The Black Farmer's first TV ad was directed by Tony Kaye
The Black Farmer's first TV ad was directed by Tony Kaye

So it seems appropriate that, in seeking somebody to direct the first TV ad for his brand, he should have opted for the equally contentious Tony Kaye. The upshot is a typical example of free-range Kaye. For Emmanuel-Jones, the spot and its director are reflective of a time when creatives worked unconstrained – and advertising was all the better for it. At least one other marketer agrees. April Redmond, Kerry Foods’ chief marketing officer, blames penny-pinching and risk-averse clients for creatives’ failure to deliver breakthrough work. "When times are challenging, the financiers and accountants take control, and creativity and innovation get constrained," she says. "This is ironic because they are the very things we need to get the economy and business running again." So is it time for the planners and the client bean-counters to step aside and let creatives work their magic?

Production company 

Kai-Lu Hsiung, managing director, RSA Films
"Agencies are much more constrained by their clients than they ever were. We’ve been doing a shoot in Barcelona where we refused a demand from a client’s cost controller to use a local director of photography because it was cheaper. This focus on finance rather than creativity even goes through to the edit stage.

"The important thing is to start with a clear brief that will help the creative process and end so much bland work. It’s still the case that when an amazing script goes around, Soho companies will do it for next to nothing."


Peter Souter, chairman and chief creative officer, TBWA UK
"It’s not impossible but it’s more difficult for creatives to work as freely as they once did. That’s partly because more people are now involved in the process. 

"And with the average tenure for a marketing director about 18 months, it’s hard to establish a relationship that results in the best work.

"Yet agencies like Lucky Generals have shown that all this can act as a stimulus rather than a restriction. Its work for Paddy Power is outstanding, even though it was never meant to be long-lasting. And, in Andy Nairn, it has a brilliant planner." 


Damon Collins, founder, Joint
"It’s laughable to think you can get better results if you keep the people who best understand a client’s strategy away from the creatives and that if you got rid of planners, all would be fine. 

"It’s insane not having these people interwoven throughout the creative process. As a creative, I never have meetings without the strategists being involved. Otherwise, you risk getting creativity that’s self-indulgent and not fit for purpose.

"Good clients and good strategists allow creativity to fly. Let creativity fly alone and you won’t solve the business problem. Creative people have to be utterly connected to the client’s business."


Matt McDowell, European marketing director, Toshiba
"Advertising is an entertainment business and ads don’t achieve standout – as the Black Farmer commercial does – unless they entertain. 
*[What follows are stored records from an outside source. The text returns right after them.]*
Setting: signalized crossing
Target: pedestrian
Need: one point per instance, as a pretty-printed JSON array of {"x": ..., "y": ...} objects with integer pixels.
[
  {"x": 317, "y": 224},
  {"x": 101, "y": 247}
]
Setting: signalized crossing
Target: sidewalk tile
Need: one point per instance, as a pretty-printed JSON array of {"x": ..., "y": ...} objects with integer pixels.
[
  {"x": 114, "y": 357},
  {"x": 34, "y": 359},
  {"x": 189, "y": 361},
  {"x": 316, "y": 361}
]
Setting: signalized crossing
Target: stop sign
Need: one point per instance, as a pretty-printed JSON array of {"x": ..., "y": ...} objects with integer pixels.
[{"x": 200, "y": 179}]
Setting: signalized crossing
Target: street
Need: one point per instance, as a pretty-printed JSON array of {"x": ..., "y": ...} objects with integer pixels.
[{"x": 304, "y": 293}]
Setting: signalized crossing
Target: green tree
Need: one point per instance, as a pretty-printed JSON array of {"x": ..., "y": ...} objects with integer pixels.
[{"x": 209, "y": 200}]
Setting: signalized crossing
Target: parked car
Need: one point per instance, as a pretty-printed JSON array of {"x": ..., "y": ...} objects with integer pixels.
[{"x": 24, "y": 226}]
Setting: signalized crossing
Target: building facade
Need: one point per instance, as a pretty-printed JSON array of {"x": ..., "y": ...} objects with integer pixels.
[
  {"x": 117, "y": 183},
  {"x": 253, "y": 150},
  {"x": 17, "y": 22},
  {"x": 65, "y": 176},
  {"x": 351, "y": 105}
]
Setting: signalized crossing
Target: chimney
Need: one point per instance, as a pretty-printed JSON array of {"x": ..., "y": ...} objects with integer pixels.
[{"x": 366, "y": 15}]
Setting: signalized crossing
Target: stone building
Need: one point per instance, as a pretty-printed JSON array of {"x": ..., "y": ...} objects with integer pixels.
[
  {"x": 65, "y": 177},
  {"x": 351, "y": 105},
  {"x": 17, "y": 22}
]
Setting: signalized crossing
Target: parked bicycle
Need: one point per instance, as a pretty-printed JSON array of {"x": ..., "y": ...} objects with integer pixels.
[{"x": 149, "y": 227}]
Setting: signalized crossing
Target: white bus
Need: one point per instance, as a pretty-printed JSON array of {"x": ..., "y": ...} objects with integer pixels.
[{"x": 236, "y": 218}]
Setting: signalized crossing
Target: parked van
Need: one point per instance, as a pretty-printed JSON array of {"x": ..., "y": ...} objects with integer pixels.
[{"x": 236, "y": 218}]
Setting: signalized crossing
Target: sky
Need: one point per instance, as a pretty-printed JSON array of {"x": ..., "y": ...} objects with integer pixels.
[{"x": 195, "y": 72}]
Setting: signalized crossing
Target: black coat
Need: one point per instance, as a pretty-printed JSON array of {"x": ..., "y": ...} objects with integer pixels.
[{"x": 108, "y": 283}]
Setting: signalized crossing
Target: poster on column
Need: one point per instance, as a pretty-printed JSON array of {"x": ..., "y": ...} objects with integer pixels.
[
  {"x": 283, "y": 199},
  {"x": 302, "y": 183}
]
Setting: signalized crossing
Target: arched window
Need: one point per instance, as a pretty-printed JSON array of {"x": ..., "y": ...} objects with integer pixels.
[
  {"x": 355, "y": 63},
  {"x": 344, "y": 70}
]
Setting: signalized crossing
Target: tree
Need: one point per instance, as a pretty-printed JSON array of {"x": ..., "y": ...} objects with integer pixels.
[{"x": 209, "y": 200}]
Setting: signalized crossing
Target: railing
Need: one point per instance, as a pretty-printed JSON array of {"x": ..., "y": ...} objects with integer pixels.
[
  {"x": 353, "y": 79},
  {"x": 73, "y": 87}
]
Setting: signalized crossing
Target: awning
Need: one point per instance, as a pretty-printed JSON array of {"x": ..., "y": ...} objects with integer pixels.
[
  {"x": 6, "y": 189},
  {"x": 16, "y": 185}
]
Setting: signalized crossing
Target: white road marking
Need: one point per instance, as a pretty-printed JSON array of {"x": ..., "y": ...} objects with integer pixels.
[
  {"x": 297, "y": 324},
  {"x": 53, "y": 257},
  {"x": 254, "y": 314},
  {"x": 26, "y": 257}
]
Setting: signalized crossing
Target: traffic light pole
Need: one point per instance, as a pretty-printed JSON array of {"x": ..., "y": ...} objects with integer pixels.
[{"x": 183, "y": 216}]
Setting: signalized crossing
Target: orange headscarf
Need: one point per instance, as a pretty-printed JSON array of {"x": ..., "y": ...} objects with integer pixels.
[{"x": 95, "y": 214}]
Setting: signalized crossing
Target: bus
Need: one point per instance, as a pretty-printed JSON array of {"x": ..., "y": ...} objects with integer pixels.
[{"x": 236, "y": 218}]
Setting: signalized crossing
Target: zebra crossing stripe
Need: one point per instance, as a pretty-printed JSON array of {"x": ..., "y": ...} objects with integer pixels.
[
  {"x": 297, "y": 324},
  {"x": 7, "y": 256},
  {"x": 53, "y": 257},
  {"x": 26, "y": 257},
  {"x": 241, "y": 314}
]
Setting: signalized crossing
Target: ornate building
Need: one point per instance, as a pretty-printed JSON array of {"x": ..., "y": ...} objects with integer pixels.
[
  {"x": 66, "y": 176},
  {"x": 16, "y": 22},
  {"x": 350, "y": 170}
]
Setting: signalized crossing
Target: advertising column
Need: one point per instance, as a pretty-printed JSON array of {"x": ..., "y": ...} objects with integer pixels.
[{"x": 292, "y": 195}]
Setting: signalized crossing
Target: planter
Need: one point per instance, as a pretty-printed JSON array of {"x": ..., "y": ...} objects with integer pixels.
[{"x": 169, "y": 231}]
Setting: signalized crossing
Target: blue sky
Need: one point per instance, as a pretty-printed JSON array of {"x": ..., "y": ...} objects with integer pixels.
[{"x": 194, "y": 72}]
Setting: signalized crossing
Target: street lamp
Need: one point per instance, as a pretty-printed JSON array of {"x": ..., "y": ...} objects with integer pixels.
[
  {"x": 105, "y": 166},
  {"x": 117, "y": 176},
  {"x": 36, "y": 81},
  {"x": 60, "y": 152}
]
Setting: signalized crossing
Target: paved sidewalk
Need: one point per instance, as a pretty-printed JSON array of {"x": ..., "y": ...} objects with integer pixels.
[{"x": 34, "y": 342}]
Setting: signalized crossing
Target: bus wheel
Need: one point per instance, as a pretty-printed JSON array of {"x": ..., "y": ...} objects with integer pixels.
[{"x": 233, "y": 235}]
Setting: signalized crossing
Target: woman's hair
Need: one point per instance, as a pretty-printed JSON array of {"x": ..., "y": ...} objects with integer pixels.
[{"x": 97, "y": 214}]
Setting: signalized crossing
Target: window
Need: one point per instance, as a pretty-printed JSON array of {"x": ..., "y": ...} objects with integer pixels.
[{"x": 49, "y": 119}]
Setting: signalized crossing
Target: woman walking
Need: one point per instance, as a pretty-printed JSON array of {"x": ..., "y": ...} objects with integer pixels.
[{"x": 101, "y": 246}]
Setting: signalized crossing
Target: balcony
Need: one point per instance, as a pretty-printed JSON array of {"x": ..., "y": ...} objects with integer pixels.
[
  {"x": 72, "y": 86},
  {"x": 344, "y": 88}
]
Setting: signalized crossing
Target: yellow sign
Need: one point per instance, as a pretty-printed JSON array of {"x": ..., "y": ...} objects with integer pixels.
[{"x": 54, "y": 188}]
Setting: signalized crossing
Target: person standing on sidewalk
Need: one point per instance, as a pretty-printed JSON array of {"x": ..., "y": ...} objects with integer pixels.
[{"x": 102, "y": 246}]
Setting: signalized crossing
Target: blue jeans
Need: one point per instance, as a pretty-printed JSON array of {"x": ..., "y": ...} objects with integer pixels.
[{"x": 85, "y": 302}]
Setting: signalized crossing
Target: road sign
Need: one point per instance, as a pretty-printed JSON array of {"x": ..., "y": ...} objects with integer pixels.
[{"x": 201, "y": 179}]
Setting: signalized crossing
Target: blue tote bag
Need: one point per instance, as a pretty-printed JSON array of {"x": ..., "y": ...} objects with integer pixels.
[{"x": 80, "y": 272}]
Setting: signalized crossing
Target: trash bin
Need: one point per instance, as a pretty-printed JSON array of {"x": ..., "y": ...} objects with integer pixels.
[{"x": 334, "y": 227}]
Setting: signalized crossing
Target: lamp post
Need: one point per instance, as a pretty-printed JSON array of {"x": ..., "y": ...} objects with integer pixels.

"So I’m a great believer in having creatives in the driving seat as long as they have a map to guide them. You can’t have creativity for creativity’s sake. It has to be professional and relevant to the brand.

"It’s certainly true that, as advertising has become more about content, the number of ads with a wow factor has declined. I don’t see that changing as our ability to target messages directly grows. It’s sad but that’s the reality."